Warner bows out of Virginia gubernatorial race
U.S. Sen. Mark Warner, who was a popular governor of Virginia from 2001-05, released a statement Tuesday saying that while the governorship of the Old Dominion was “the best job I ever had,” he had a different job he was focused on in the Senate. In his statement, centrist Democrat Warner also voiced optimism about securing a bipartisan budget deal that would keep the U.S. from the “fiscal cliff.”

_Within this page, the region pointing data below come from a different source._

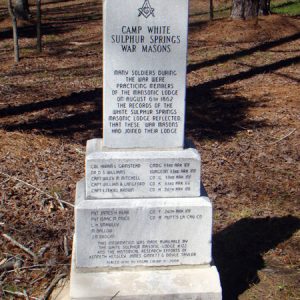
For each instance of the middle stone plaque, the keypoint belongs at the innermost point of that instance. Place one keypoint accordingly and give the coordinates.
(145, 48)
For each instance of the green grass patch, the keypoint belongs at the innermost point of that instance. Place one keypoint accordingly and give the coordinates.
(291, 8)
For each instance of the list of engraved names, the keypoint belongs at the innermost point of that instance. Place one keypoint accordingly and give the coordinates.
(114, 249)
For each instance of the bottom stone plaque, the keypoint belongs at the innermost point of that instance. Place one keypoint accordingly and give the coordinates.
(142, 232)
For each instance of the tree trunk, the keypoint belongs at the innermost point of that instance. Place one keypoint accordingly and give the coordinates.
(22, 9)
(38, 26)
(264, 7)
(211, 10)
(15, 31)
(244, 9)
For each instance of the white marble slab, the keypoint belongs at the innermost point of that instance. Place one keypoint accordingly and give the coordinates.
(141, 174)
(197, 283)
(145, 50)
(142, 232)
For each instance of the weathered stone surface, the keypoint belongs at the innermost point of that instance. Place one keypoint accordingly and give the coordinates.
(145, 49)
(142, 232)
(141, 174)
(196, 283)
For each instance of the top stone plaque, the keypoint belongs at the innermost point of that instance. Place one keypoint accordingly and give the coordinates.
(145, 49)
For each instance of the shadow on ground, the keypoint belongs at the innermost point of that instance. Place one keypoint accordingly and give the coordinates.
(77, 116)
(238, 250)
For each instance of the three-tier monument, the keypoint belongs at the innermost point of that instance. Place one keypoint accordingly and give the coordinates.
(143, 226)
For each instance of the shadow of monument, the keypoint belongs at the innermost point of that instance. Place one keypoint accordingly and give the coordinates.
(238, 250)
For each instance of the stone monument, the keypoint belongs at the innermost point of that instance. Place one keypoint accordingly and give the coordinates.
(143, 225)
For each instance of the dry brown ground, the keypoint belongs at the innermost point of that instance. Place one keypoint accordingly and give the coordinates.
(242, 113)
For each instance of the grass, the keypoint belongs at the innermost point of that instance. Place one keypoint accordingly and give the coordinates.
(291, 8)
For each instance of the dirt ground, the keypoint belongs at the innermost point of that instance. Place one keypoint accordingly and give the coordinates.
(243, 101)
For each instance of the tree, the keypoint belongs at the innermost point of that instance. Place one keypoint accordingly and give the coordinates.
(264, 7)
(22, 9)
(15, 30)
(244, 9)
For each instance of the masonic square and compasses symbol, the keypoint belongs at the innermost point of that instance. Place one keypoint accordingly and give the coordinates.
(146, 10)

In terms of Virginia politics, the impact of Warner’s announcement was strong in both parties’ maneuvering for the governorship next year. With Republican Gov. Bob McDonnell termed out after one consecutive four year term, there had been growing nervousness within his party that a fight for succession between Lieutenant Governor Bill Bolling and State Attorney General Ken Cuccinelli leave the GOP so divided it could not win the statehouse again.
With Warner out of the race, the worries about Bolling and Cuccinelli fighting so hard for nomination as to weaken Republican chances in the fall area are significantly down. The GOP nod for governor will be decided at a state convention in Richmond next summer.

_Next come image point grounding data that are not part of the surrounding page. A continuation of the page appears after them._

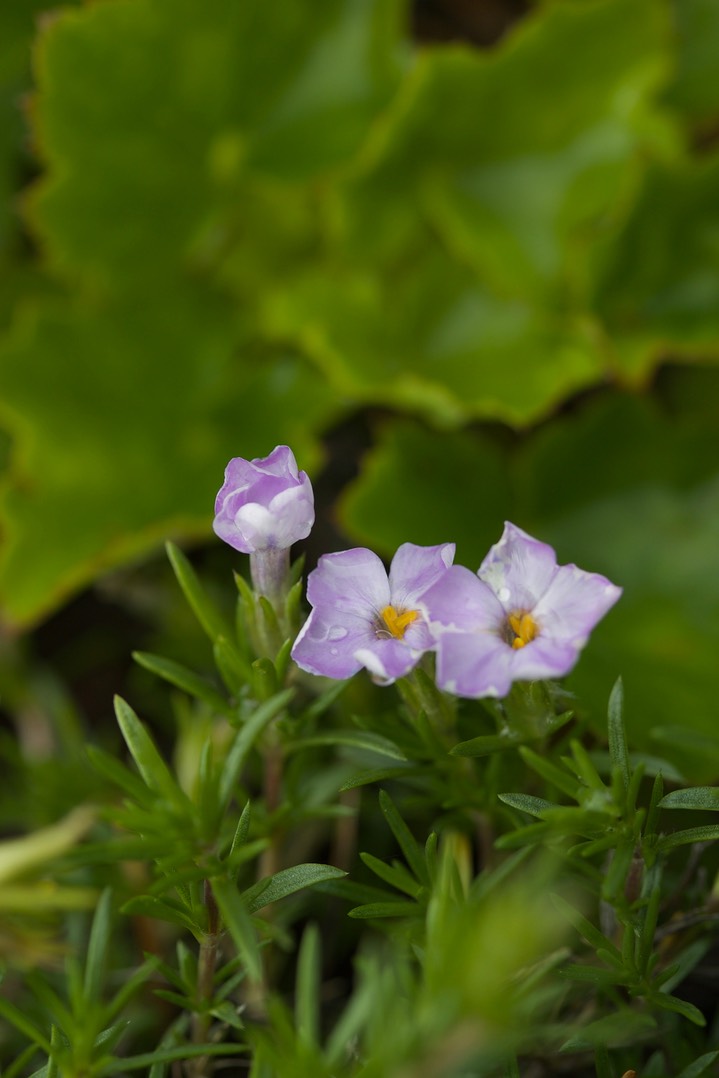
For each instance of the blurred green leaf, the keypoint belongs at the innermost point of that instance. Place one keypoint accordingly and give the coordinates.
(694, 88)
(659, 291)
(209, 94)
(696, 797)
(144, 752)
(287, 882)
(124, 424)
(624, 485)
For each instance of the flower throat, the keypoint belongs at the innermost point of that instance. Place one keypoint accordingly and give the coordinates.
(395, 622)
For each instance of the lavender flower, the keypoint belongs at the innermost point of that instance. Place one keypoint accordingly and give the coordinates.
(362, 618)
(264, 503)
(522, 618)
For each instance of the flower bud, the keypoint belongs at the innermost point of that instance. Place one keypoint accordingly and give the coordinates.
(264, 503)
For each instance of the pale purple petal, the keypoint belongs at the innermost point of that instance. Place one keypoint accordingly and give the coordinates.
(416, 568)
(543, 658)
(280, 461)
(473, 664)
(329, 640)
(459, 600)
(350, 580)
(574, 603)
(387, 660)
(519, 569)
(264, 503)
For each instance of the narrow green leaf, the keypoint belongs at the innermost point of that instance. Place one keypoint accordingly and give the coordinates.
(395, 875)
(307, 987)
(593, 975)
(652, 812)
(700, 1066)
(646, 941)
(264, 678)
(617, 734)
(603, 1063)
(151, 765)
(237, 921)
(17, 1019)
(584, 766)
(486, 744)
(687, 959)
(668, 842)
(170, 1055)
(613, 1031)
(17, 1066)
(282, 661)
(232, 666)
(525, 835)
(287, 882)
(376, 775)
(379, 910)
(584, 927)
(680, 1007)
(408, 843)
(535, 806)
(353, 738)
(130, 985)
(182, 678)
(97, 949)
(242, 830)
(206, 613)
(549, 771)
(148, 906)
(119, 775)
(245, 740)
(486, 882)
(696, 797)
(326, 700)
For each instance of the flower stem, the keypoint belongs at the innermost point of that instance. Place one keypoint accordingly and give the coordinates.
(202, 1067)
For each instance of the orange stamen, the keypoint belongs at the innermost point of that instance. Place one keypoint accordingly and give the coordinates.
(524, 626)
(398, 622)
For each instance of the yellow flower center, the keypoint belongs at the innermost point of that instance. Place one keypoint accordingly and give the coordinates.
(397, 621)
(524, 629)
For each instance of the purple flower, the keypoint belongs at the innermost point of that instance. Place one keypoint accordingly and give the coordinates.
(362, 618)
(264, 503)
(522, 618)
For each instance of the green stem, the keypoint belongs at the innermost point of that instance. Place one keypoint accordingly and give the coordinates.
(202, 1067)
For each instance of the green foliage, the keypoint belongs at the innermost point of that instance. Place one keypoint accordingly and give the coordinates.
(260, 224)
(220, 231)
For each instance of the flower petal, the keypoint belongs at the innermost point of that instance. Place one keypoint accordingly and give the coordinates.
(459, 600)
(543, 658)
(353, 581)
(416, 568)
(574, 603)
(264, 503)
(281, 463)
(329, 640)
(519, 569)
(473, 664)
(387, 660)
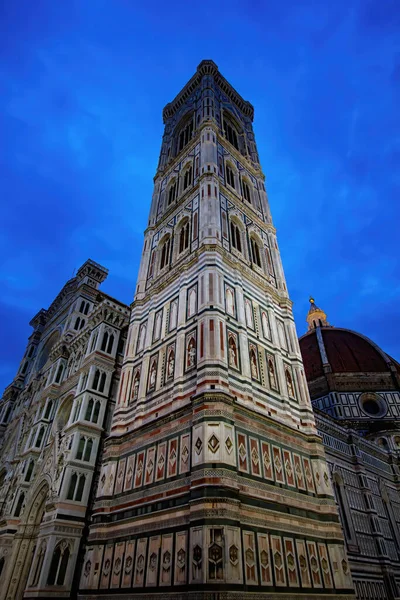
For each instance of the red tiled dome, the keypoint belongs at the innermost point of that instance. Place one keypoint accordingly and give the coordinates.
(347, 352)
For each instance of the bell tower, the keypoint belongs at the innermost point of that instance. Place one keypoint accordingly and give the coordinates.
(213, 479)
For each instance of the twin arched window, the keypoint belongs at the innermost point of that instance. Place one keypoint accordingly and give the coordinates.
(107, 342)
(185, 135)
(84, 308)
(59, 374)
(92, 411)
(246, 191)
(76, 487)
(58, 566)
(165, 252)
(172, 190)
(79, 323)
(255, 252)
(99, 380)
(84, 449)
(187, 178)
(230, 176)
(231, 134)
(184, 237)
(236, 237)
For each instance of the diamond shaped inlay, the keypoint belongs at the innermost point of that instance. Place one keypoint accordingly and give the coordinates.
(288, 468)
(198, 445)
(213, 443)
(242, 451)
(278, 463)
(254, 456)
(249, 556)
(229, 444)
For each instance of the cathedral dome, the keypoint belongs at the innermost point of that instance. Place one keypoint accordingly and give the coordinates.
(335, 353)
(345, 351)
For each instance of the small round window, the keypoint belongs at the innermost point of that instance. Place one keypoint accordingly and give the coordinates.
(373, 405)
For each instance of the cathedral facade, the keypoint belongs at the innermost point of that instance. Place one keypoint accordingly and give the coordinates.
(171, 447)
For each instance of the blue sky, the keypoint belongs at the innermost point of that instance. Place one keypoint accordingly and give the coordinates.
(83, 84)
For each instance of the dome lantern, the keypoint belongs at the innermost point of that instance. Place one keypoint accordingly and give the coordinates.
(315, 316)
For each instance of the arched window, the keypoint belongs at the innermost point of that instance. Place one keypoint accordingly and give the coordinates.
(60, 371)
(96, 379)
(95, 414)
(39, 563)
(102, 382)
(289, 383)
(187, 179)
(58, 566)
(29, 472)
(20, 503)
(255, 252)
(235, 237)
(165, 251)
(48, 409)
(172, 192)
(89, 409)
(72, 486)
(110, 344)
(246, 191)
(271, 374)
(231, 134)
(232, 350)
(39, 438)
(104, 342)
(185, 135)
(191, 353)
(76, 411)
(184, 237)
(81, 448)
(80, 488)
(94, 341)
(8, 413)
(88, 450)
(230, 176)
(253, 364)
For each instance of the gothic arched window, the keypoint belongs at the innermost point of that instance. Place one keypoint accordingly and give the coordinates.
(187, 178)
(289, 383)
(232, 349)
(235, 237)
(255, 252)
(184, 237)
(231, 133)
(110, 344)
(20, 503)
(172, 192)
(96, 379)
(29, 472)
(39, 438)
(135, 386)
(246, 191)
(104, 342)
(58, 566)
(39, 563)
(165, 252)
(102, 382)
(184, 135)
(230, 176)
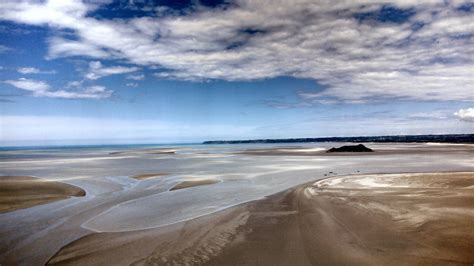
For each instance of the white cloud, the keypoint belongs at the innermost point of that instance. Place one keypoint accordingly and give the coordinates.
(33, 70)
(136, 77)
(4, 49)
(357, 61)
(35, 86)
(43, 128)
(42, 89)
(465, 114)
(97, 71)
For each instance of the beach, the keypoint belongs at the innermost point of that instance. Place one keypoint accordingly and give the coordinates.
(223, 205)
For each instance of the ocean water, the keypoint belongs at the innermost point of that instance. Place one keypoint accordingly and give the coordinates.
(117, 203)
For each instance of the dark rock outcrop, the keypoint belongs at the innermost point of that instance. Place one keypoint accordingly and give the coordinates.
(351, 148)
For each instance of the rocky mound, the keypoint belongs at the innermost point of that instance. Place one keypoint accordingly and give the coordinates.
(351, 148)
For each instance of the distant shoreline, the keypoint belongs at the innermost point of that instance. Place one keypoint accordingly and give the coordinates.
(447, 138)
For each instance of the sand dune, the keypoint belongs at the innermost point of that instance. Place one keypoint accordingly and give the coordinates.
(149, 176)
(194, 183)
(19, 192)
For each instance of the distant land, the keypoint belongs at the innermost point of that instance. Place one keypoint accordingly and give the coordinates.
(450, 138)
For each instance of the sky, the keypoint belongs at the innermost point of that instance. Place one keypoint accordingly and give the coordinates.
(164, 71)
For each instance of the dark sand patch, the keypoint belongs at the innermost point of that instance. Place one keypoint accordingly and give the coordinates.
(194, 183)
(19, 192)
(326, 223)
(149, 176)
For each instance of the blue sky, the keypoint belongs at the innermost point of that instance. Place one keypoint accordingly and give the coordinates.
(187, 71)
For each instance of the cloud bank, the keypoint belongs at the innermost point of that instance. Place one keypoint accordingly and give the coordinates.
(39, 88)
(358, 50)
(465, 114)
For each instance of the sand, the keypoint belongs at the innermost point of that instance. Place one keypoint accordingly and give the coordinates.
(148, 176)
(194, 183)
(19, 192)
(396, 219)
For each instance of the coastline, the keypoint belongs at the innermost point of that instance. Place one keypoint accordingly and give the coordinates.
(287, 227)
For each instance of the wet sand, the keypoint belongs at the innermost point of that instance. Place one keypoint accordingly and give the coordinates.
(149, 176)
(394, 219)
(194, 183)
(19, 192)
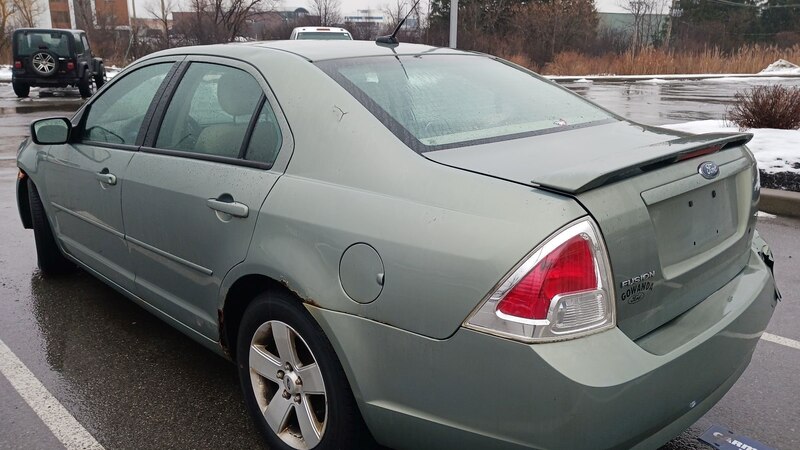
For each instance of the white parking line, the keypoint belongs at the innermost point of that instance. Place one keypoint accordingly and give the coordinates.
(65, 428)
(781, 340)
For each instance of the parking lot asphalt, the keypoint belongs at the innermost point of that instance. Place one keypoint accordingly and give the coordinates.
(128, 380)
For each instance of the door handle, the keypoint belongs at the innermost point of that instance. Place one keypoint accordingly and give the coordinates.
(235, 209)
(107, 178)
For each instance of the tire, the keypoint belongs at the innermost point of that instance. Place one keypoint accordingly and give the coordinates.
(21, 89)
(44, 63)
(302, 415)
(85, 85)
(49, 257)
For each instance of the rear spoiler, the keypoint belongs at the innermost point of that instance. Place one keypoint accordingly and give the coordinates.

The popular Warner had been considered a cinch for nomination, and polls showed him leading either Republican in match-ups. His exodus from the contest now leaves former Democratic National Chairman Terry McAuliffe, a close friend of Bill and Hillary Clinton, as the certain Democratic nominee.
Only one governor in the history of Virginia—the late Mills Godwin—served two non-consecutive terms in the statehouse, 1965-69 and 1973-77. Warner was better-than-even money to match Godwin’s achievement, but chose not to.